|
|
|
|
|
by nealbozeman
1265 days ago
|
|
A tax is needed to raise the money for the UBI, and to keep the value and money supply stable. Income tax is unnecessary if you say money that's sitting doing nothing will be taxed out of the system (basically a waste tax). The whole system is being taxed away at 1% per month to pay for the UBI. If you spend, lend, or invest your money as soon as you get it, you never pay taxes. There's a neat equilibrium here. UBI is put in, but slowly being taxed away while it sits. If your account is zero, you're not paying any tax, and the account grows quicker. The more your account grows, the slower your account grows, and your account growth keeps slowing until it stops at equilibrium.
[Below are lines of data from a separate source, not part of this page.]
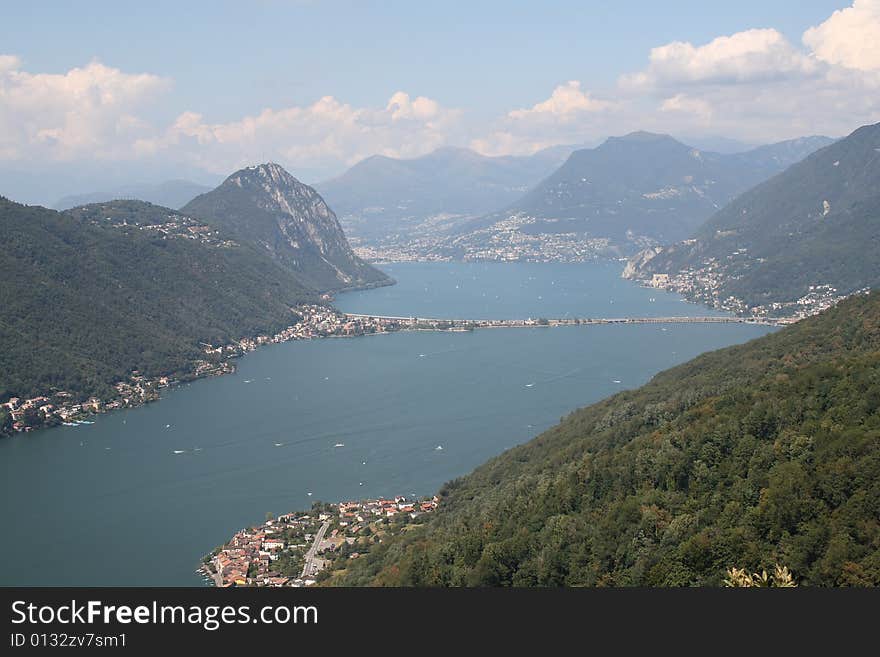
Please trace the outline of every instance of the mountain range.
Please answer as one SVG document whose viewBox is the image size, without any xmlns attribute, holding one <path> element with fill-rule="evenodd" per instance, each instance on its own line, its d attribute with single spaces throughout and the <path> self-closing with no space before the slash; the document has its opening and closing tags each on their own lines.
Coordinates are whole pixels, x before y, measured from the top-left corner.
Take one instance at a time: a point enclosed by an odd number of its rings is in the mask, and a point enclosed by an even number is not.
<svg viewBox="0 0 880 657">
<path fill-rule="evenodd" d="M 236 171 L 181 212 L 258 248 L 316 290 L 391 282 L 354 254 L 320 194 L 278 164 Z"/>
<path fill-rule="evenodd" d="M 486 242 L 507 231 L 605 240 L 612 250 L 631 252 L 683 239 L 741 192 L 832 141 L 805 137 L 721 154 L 668 135 L 612 137 L 574 151 L 503 210 L 458 226 L 458 243 Z"/>
<path fill-rule="evenodd" d="M 504 207 L 558 167 L 573 147 L 487 157 L 440 148 L 414 159 L 374 155 L 315 187 L 358 241 L 409 234 L 423 222 L 448 227 Z"/>
<path fill-rule="evenodd" d="M 703 301 L 775 312 L 821 288 L 880 284 L 880 124 L 859 128 L 715 213 L 690 239 L 639 254 L 630 278 L 668 275 Z"/>
</svg>

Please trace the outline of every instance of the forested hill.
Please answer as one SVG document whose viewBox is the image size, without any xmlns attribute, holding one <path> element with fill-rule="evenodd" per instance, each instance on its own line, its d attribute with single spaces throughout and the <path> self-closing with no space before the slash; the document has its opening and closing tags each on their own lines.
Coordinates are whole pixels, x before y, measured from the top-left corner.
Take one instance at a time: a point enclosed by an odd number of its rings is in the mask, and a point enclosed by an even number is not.
<svg viewBox="0 0 880 657">
<path fill-rule="evenodd" d="M 792 302 L 880 284 L 880 123 L 863 126 L 717 212 L 693 239 L 643 252 L 634 278 L 711 273 L 716 298 Z"/>
<path fill-rule="evenodd" d="M 576 411 L 441 497 L 332 581 L 880 584 L 880 296 Z"/>
<path fill-rule="evenodd" d="M 0 403 L 186 373 L 200 341 L 288 326 L 315 298 L 252 247 L 141 201 L 58 213 L 0 197 L 0 247 Z"/>
</svg>

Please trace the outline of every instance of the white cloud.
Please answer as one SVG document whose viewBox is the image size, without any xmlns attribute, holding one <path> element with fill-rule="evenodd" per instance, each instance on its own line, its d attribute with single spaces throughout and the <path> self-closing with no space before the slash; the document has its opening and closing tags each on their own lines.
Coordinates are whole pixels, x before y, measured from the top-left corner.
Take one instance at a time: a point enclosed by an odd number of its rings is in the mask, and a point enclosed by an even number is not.
<svg viewBox="0 0 880 657">
<path fill-rule="evenodd" d="M 702 98 L 692 98 L 687 94 L 676 94 L 660 103 L 661 112 L 684 112 L 704 121 L 712 118 L 712 105 Z"/>
<path fill-rule="evenodd" d="M 855 0 L 804 32 L 816 57 L 862 71 L 880 69 L 880 0 Z"/>
<path fill-rule="evenodd" d="M 119 155 L 146 128 L 135 112 L 169 84 L 99 62 L 61 74 L 28 73 L 18 57 L 0 56 L 0 157 Z"/>
<path fill-rule="evenodd" d="M 581 83 L 570 80 L 553 90 L 550 98 L 533 105 L 530 109 L 518 109 L 508 113 L 511 119 L 529 119 L 536 116 L 553 116 L 562 120 L 571 120 L 582 112 L 600 112 L 613 104 L 593 98 L 589 93 L 581 91 Z"/>
<path fill-rule="evenodd" d="M 99 62 L 65 73 L 30 73 L 0 56 L 0 160 L 29 162 L 162 158 L 212 173 L 278 160 L 293 170 L 339 169 L 383 153 L 411 157 L 448 142 L 460 112 L 398 91 L 384 107 L 353 107 L 333 96 L 268 108 L 229 122 L 181 112 L 172 123 L 144 119 L 170 81 Z"/>
<path fill-rule="evenodd" d="M 616 108 L 617 102 L 597 98 L 583 91 L 579 81 L 570 80 L 546 100 L 508 112 L 487 136 L 473 139 L 470 145 L 485 155 L 509 155 L 582 143 L 608 124 L 609 111 Z"/>
<path fill-rule="evenodd" d="M 880 121 L 880 0 L 855 0 L 800 42 L 763 28 L 659 45 L 611 89 L 563 82 L 487 122 L 404 91 L 376 106 L 328 95 L 222 122 L 186 107 L 170 122 L 148 120 L 170 86 L 99 62 L 33 73 L 0 55 L 0 162 L 150 161 L 223 174 L 275 160 L 329 173 L 376 153 L 416 157 L 469 142 L 526 154 L 639 129 L 748 142 L 843 135 Z"/>
<path fill-rule="evenodd" d="M 325 96 L 307 106 L 265 109 L 228 123 L 184 112 L 162 134 L 141 139 L 137 152 L 167 152 L 223 173 L 278 160 L 292 169 L 350 165 L 375 153 L 415 157 L 446 143 L 460 112 L 398 91 L 382 109 L 358 108 Z"/>
<path fill-rule="evenodd" d="M 856 0 L 803 35 L 752 29 L 651 50 L 619 91 L 646 123 L 679 134 L 774 141 L 844 135 L 880 120 L 880 0 Z"/>
<path fill-rule="evenodd" d="M 819 72 L 817 62 L 773 29 L 720 36 L 702 46 L 673 41 L 651 49 L 648 68 L 623 76 L 624 88 L 741 84 Z"/>
<path fill-rule="evenodd" d="M 391 119 L 394 121 L 415 119 L 430 122 L 443 116 L 443 110 L 436 100 L 424 96 L 411 100 L 409 94 L 402 91 L 391 96 L 385 110 L 391 112 Z"/>
<path fill-rule="evenodd" d="M 880 121 L 880 0 L 856 0 L 789 41 L 772 28 L 653 48 L 598 99 L 579 82 L 508 112 L 471 145 L 492 155 L 645 129 L 767 142 Z"/>
</svg>

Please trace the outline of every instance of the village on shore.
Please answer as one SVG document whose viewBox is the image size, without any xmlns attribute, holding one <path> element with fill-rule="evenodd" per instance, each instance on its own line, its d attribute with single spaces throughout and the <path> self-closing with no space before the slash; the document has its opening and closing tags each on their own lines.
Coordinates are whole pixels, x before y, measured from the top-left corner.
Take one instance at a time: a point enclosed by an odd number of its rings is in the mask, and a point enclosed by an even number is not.
<svg viewBox="0 0 880 657">
<path fill-rule="evenodd" d="M 202 560 L 198 572 L 218 587 L 312 586 L 358 559 L 387 536 L 406 531 L 434 511 L 438 497 L 404 496 L 338 504 L 268 517 L 242 529 Z"/>
<path fill-rule="evenodd" d="M 686 240 L 684 244 L 692 244 Z M 722 296 L 721 290 L 731 280 L 737 267 L 748 267 L 751 256 L 744 248 L 736 249 L 725 258 L 708 258 L 699 266 L 686 267 L 672 273 L 652 273 L 650 277 L 640 273 L 632 265 L 624 269 L 623 277 L 636 280 L 647 287 L 680 294 L 688 301 L 700 303 L 710 308 L 724 310 L 740 317 L 785 317 L 791 320 L 804 319 L 817 315 L 843 301 L 847 296 L 840 294 L 832 285 L 810 285 L 805 294 L 793 301 L 767 302 L 749 305 L 735 296 Z M 853 294 L 862 294 L 867 289 Z"/>
</svg>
The amount of UBI being put in matches the amount of tax being pulled out. It's an advantage to use the money rather than save it, because you're being taxed on less money. |
|
If you have a lot of property, it costs you more to pay the tax on it than it would cost if the ownership of those properties was split between many smaller owners.
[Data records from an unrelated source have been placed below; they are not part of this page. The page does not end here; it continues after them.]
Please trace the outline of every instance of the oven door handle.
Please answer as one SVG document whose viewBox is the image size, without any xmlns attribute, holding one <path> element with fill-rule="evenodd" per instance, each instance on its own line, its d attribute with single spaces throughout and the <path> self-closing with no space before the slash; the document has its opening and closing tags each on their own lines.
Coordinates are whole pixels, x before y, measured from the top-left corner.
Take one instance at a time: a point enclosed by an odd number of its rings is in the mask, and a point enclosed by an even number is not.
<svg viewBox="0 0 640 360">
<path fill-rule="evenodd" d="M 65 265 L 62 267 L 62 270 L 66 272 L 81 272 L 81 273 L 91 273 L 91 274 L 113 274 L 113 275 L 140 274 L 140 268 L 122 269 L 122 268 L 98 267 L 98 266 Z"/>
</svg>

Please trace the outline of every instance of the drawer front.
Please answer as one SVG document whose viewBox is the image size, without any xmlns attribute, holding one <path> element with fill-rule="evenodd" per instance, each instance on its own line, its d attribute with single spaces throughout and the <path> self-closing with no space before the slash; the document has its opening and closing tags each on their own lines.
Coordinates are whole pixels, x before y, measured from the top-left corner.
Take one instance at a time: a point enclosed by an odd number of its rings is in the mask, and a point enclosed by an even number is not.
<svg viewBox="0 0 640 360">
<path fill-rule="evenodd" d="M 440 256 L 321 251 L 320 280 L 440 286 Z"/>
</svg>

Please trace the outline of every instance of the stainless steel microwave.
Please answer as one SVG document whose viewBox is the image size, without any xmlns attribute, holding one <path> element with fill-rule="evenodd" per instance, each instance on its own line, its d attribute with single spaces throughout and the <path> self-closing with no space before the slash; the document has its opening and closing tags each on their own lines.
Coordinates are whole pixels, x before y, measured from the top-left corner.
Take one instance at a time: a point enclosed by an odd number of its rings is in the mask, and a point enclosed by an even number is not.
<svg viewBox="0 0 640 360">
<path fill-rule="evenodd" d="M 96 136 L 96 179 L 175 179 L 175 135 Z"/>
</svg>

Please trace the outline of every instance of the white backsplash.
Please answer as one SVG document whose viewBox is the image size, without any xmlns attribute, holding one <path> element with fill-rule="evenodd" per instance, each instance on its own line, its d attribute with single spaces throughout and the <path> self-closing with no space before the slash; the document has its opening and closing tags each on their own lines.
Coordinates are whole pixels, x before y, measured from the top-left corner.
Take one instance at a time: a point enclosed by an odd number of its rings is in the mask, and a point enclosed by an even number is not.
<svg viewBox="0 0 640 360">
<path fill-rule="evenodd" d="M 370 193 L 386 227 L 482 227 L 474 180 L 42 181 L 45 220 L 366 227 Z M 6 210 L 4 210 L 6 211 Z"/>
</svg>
Obviously property owned by you includes properties owned by your subsiduaries so you can't fake-split ownership.
This tax apart from financing UBI will encourage small real estate ownership and will curb the effect where UBI is sucked away by landlords just raising the rent.
Calculation could be fairly easy. To get progressive tax you just take currently tax paid by you and your subsidiaries on the property you own, raise it to some power, like 1.2 (should be fine-tuned), and deduct progressive tax that your subsidiaries pay on that property. I think that should work. Maybe there are better methods?
You could gradually raise the factor over months and years so that large property owners have time to unload and you can control drop in real estate prices due to that.